S. So I think there's potential globally for the growth of power that will happen over the next decade or more.
Okay. That's helpful. And if I could follow-up, I'll take one more run at the OTC question. In terms of looking outside of CDS, are you actually having conversations with potential clients for other asset classes? And then secondly, would you use the existing ICE Trust clearinghouse if you were to clear other asset classes?
Or would you create a separate legal entity for risk purposes? I don't think we want to answer any
of those questions.
Well formulated different way to ask.
Although it's fair to say, we're always talking to people about ideas. It's kind of what we do here. It's actually become part of my job. It's almost and we've institutionalized within the company a group of entrepreneurs if you can do that as such where we meet every week and lay out game boards and other things and discuss conversations that we've been having and take information back to the market. So we're active in all kinds of conversations that are going on, but we're trying to pick the areas where we think we can build a long term sustainable business model that meets the criteria that we've had.

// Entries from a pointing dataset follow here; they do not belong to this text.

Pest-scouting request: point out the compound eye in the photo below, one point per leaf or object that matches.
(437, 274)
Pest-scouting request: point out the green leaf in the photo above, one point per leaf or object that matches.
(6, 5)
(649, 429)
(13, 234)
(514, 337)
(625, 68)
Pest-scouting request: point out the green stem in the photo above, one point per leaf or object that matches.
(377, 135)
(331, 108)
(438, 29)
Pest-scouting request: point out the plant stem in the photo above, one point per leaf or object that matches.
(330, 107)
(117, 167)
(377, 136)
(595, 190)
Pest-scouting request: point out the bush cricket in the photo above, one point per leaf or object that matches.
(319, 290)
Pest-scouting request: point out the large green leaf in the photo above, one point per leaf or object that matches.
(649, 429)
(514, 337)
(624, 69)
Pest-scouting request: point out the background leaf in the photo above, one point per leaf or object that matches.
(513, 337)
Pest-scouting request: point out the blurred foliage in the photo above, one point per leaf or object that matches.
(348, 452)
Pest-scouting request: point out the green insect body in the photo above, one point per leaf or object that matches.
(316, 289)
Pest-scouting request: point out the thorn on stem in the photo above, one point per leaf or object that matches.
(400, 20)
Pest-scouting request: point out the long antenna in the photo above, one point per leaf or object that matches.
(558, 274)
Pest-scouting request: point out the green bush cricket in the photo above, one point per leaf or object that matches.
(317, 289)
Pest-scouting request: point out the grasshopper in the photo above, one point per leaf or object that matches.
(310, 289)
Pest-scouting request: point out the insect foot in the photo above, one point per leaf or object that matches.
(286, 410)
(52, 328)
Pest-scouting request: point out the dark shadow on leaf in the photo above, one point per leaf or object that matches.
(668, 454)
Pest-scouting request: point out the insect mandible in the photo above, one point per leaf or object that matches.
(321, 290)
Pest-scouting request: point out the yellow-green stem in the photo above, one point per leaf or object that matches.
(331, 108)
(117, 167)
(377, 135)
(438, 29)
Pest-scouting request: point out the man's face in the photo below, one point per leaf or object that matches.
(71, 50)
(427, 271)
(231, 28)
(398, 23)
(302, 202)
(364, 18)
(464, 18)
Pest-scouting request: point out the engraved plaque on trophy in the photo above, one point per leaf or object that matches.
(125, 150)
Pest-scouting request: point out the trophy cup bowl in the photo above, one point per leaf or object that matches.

And partly why I think you see that our return on invested capital is so high because we do have some discipline around where we go.
Jeff told me 3 years ago when I joined that he doesn't like to talk about what we're going to do in the future. He'd like to talk about the execution plans that we're working on right now. And I'm sure as we get down that path that's when we'll come back to you with what our specific objectives are.
Okay. Thanks guys.
And I'll the conference back over to the speakers for additional or closing comments.
Well, thank you for your patience with us. We ran a bit long, but we wanted to make sure we got to everybody. And let me just say, we'll talk to you next quarter and I hope you have a very nice and happy Cinco de Mayo.
And that does conclude today's teleconference. Thank you all for your participation.